I edited Britsoft: An Oral History
September 28, 2015 ・ Book
Very soon, a book I edited on the early British game industry called Britsoft: An Oral History will be released. This is really exciting!
It’s published by the excellent Read-Only Memory, and it consists of interviews with some of the leading game makers from Commodore PET to Amiga, like Peter Molyneux and David Braben, Rob Hubbard and Mo Warden, Andrew Braybrook and Sean Cooper and many more.
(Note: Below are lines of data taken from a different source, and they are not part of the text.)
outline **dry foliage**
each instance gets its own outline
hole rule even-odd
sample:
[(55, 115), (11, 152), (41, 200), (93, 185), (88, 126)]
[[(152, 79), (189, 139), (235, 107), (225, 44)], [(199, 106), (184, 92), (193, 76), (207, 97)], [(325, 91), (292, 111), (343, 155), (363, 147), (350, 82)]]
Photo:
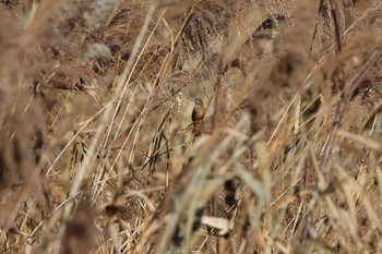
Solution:
[(0, 252), (382, 252), (381, 35), (379, 0), (2, 0)]

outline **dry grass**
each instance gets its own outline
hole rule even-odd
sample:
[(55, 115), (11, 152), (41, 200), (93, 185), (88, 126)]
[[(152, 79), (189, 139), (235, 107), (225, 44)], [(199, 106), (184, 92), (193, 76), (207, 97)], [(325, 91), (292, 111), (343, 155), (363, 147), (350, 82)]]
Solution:
[(0, 14), (1, 253), (382, 252), (378, 0)]

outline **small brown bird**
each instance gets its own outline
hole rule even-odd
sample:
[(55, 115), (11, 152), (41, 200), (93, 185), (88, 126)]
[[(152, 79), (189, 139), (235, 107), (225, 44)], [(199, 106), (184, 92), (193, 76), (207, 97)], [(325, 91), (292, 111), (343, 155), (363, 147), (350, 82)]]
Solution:
[(192, 122), (199, 122), (204, 118), (205, 108), (203, 106), (203, 100), (201, 98), (195, 98), (195, 107), (192, 110)]

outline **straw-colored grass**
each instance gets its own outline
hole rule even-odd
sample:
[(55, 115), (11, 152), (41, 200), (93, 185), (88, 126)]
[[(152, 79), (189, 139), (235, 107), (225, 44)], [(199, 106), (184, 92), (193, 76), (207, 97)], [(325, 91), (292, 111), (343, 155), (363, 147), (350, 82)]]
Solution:
[(379, 0), (0, 14), (1, 253), (382, 252)]

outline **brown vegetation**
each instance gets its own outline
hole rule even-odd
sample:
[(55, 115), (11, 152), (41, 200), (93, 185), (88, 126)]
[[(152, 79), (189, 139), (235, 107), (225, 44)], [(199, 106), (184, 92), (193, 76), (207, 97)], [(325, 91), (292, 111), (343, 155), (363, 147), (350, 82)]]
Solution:
[(382, 252), (381, 35), (379, 0), (2, 0), (0, 252)]

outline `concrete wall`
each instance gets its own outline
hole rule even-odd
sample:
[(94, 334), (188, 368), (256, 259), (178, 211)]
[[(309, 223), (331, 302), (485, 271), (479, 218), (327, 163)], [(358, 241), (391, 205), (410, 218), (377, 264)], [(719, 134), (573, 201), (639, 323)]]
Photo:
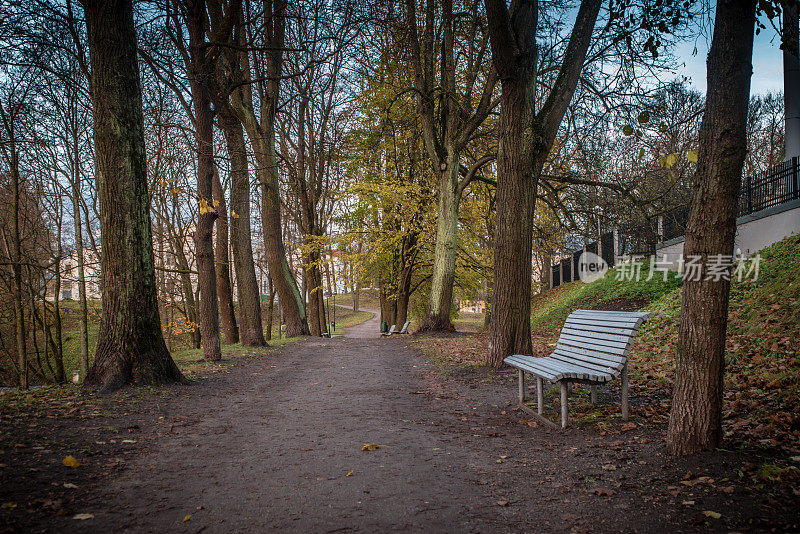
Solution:
[[(734, 251), (749, 256), (786, 236), (800, 233), (800, 200), (793, 200), (736, 220)], [(683, 253), (683, 237), (670, 239), (656, 247), (656, 261), (669, 263), (677, 270), (676, 260)]]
It charts the rise and fall of a movement in which self-taught British kids kickstarted an industry making games for home computers, from playing around in BASIC in the late 70s and early 80s to when the consoles and big international business took over in the early 90s.
It’s probably the biggest single thing I’ve ever worked on. The final manuscript was about 125,000 words, sculpted from some 850,000 words of interviews made for the documentary From Bedrooms to Billions by Anthony & Nicola Caulfield, plus a few extra ones I conducted.
When Darren Wall of Read-Only Memory asked me to edit it, he simply gave me a folder of rough transcripts and the direction to produce a “collection of ‘in conversation’ pieces”. This was daunting + perfect! Daunting because I faced a of wall of 850,000 words to turn into something you’d want to read. Perfect because the chance to shape such a great collection of voices with such freedom doesn’t come along often.
The make-or-break challenge was to figure out a structure. I wasn’t sure I wanted it to be simply a set of individual autobiographies, one after another. I wanted it to reflect a span of years and the things the interviewees felt were important. It had to be thematic and also chronological.
It all started to come into focus when I thought back to the Fighting Fantasy books I was obsessed with in the 80s, where you turned from passage to passage to choose your own adventure. What if the interviews were broken up into chunks, with page references so you can follow individual stories while reading from page to page to follow the grander one?
That idea was cemented when I sat down to our first meeting with Darren and the book’s designer, Hugo Timm from graphic design house Julia. At the risk of sounding awfully effusive, it was the best design meeting I’ve attended, where everyone understood and wanted exactly the same thing. We all wanted to make something progressive, and yet simple and clean, something you can read from cover-to-cover and also dip in and out of.
I’m incredibly proud of what we’ve made. It has been hard work, but it looks amazing, and hopefully reads amazingly, too. I want to thank Darren Wall for taking me on to edit this book and for all his support, and Hugo for making it look and read so beautifully. And I hope you enjoy it. Y’know, if you buy it. (Please buy it.)